TİROİDİTLER:
Tiroide saldırıp onu zedeleyen viral, immün, radyoaktif ajanlar, bir yandan tiroidite neden olurken, öte yandan dolaşıma tiroid hormonunun sızmasını kolaylaştırarak, geçici bir hipertiroidizme yol açabilirler. Bu hipertiroidizm türü çoğu kere tedaviyi gerektirmez, kendiliğinden iyileşme eğilimi gösterir ve ender olarak hipotiroidizmle sonlanır.

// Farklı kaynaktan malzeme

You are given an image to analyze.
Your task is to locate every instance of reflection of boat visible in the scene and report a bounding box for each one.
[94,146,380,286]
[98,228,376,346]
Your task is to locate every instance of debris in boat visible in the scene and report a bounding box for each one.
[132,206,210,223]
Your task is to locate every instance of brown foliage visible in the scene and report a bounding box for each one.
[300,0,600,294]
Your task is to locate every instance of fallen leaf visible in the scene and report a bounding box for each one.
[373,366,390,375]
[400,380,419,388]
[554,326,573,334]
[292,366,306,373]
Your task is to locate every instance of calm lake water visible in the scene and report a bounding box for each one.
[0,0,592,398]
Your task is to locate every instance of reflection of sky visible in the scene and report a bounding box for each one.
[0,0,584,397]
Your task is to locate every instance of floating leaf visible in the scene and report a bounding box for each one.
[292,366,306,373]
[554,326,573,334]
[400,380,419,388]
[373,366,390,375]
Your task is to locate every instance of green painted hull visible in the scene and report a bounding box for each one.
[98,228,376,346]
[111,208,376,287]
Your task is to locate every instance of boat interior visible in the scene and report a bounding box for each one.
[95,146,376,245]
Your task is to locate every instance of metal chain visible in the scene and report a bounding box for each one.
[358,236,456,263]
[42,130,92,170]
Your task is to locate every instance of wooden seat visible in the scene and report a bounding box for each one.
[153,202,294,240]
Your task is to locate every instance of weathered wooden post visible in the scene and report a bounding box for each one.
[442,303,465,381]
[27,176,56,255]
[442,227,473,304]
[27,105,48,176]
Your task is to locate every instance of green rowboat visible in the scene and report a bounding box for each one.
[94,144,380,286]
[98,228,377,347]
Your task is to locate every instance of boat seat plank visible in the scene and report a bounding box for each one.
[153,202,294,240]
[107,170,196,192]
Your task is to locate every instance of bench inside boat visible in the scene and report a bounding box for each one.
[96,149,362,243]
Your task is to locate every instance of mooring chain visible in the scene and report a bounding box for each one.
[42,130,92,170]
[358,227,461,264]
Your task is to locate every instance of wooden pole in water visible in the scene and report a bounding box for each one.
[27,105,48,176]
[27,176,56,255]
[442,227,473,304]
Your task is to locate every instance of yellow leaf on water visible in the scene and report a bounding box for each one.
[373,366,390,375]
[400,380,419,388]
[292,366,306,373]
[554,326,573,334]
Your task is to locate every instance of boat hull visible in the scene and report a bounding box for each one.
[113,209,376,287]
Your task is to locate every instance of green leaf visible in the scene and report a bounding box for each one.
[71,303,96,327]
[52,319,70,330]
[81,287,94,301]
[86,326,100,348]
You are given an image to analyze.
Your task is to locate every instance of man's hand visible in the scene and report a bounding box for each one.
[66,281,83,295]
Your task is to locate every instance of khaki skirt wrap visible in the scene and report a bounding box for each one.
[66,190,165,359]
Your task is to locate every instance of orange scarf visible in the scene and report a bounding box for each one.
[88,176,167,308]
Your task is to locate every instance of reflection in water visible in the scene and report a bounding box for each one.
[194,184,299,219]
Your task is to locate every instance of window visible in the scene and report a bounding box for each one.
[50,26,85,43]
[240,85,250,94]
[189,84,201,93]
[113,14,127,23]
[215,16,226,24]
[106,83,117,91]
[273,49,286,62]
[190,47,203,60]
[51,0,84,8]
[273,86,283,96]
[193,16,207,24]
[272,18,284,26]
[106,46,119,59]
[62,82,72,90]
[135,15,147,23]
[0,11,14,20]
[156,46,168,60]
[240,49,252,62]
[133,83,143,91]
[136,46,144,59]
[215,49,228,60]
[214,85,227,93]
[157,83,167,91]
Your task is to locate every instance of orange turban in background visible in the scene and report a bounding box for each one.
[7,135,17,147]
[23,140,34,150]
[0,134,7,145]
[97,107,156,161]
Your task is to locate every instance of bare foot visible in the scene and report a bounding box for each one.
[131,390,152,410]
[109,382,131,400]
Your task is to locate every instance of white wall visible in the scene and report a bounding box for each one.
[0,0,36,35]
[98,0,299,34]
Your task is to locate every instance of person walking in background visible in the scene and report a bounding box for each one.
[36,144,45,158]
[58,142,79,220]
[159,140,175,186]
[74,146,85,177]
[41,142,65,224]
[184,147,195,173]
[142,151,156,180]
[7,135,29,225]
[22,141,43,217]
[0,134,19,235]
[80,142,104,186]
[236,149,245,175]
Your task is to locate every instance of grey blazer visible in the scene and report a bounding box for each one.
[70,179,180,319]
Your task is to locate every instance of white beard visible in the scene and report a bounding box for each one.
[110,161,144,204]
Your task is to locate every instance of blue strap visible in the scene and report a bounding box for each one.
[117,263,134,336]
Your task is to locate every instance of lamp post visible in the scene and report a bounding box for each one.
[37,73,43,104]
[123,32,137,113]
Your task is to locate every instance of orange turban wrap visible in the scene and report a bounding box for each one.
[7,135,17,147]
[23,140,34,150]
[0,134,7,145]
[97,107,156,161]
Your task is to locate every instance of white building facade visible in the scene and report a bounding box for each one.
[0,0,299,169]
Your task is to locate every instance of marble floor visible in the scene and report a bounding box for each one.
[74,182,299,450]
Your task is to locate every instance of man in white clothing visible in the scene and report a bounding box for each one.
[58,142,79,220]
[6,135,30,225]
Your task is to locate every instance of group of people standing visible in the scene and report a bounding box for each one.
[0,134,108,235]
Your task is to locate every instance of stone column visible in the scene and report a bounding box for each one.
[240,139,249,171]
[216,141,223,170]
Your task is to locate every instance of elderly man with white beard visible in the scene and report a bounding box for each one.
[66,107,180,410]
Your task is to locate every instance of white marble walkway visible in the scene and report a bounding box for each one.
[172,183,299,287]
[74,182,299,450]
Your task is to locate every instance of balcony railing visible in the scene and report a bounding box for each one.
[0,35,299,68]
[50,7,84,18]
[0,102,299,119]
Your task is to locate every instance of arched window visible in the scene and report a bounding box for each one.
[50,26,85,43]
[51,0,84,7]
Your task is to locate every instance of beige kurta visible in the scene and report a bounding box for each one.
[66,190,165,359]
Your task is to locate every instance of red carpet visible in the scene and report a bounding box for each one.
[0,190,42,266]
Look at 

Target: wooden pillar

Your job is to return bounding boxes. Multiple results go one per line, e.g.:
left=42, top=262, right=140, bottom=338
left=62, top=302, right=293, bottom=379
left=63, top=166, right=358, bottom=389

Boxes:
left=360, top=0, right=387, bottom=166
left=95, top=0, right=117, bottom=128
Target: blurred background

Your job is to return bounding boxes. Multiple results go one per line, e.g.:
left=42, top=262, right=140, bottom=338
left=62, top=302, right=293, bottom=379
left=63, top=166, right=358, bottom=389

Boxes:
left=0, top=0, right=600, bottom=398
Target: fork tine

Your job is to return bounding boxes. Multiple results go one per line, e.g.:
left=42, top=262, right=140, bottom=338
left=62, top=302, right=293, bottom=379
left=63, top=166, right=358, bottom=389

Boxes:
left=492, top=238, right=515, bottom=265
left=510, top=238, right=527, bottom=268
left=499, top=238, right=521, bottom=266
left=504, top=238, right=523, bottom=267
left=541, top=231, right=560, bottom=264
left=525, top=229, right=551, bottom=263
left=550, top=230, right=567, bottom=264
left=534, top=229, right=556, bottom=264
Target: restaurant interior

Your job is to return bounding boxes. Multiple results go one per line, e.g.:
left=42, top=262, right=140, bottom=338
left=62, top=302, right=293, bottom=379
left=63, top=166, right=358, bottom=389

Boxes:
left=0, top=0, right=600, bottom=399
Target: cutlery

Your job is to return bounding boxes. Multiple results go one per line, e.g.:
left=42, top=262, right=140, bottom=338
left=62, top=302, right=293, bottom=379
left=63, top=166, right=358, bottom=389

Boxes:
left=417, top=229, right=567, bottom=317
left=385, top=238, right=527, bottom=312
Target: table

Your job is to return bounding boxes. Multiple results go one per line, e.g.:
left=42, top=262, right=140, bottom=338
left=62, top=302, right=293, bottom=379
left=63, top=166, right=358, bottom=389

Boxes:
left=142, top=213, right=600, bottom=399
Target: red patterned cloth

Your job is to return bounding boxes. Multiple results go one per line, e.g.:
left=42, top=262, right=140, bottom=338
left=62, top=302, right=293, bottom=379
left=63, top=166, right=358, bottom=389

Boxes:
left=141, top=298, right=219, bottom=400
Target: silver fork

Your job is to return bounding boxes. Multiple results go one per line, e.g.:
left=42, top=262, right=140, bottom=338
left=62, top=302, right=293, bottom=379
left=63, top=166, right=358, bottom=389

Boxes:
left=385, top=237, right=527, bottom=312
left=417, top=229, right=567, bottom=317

Haşimoto tiroiditi (hastalığı), tiroidin lenfositlerle infiltre edildiği en yaygın tiroidit türüdür. Hipertiroidizmle birlikte görülen Haşimoto tiroiditi için Haşitoksikozis terimi kullanılır. Haşimoto hastalığı hipotiroidizm bölümünde geniş olarak işlenmiştir.
a) Subakut tiroidit:
De Juervain, dev hücreli ve granülomatöz tiroidit olarak da bilinir. Lokal ağrı ile birlikte ateş ve kırgınlık gibi sistemik belirtilerle başlar. Nedeninin viral enfeksiyonlar olduğuna inanılmaktadır(1). Otoimmünitenin de etiolojide bir rolü olduğunu ileri sürenler vardır(2). Subakut tiroidit, 2-6 ay kadar süren bir hastalıktır.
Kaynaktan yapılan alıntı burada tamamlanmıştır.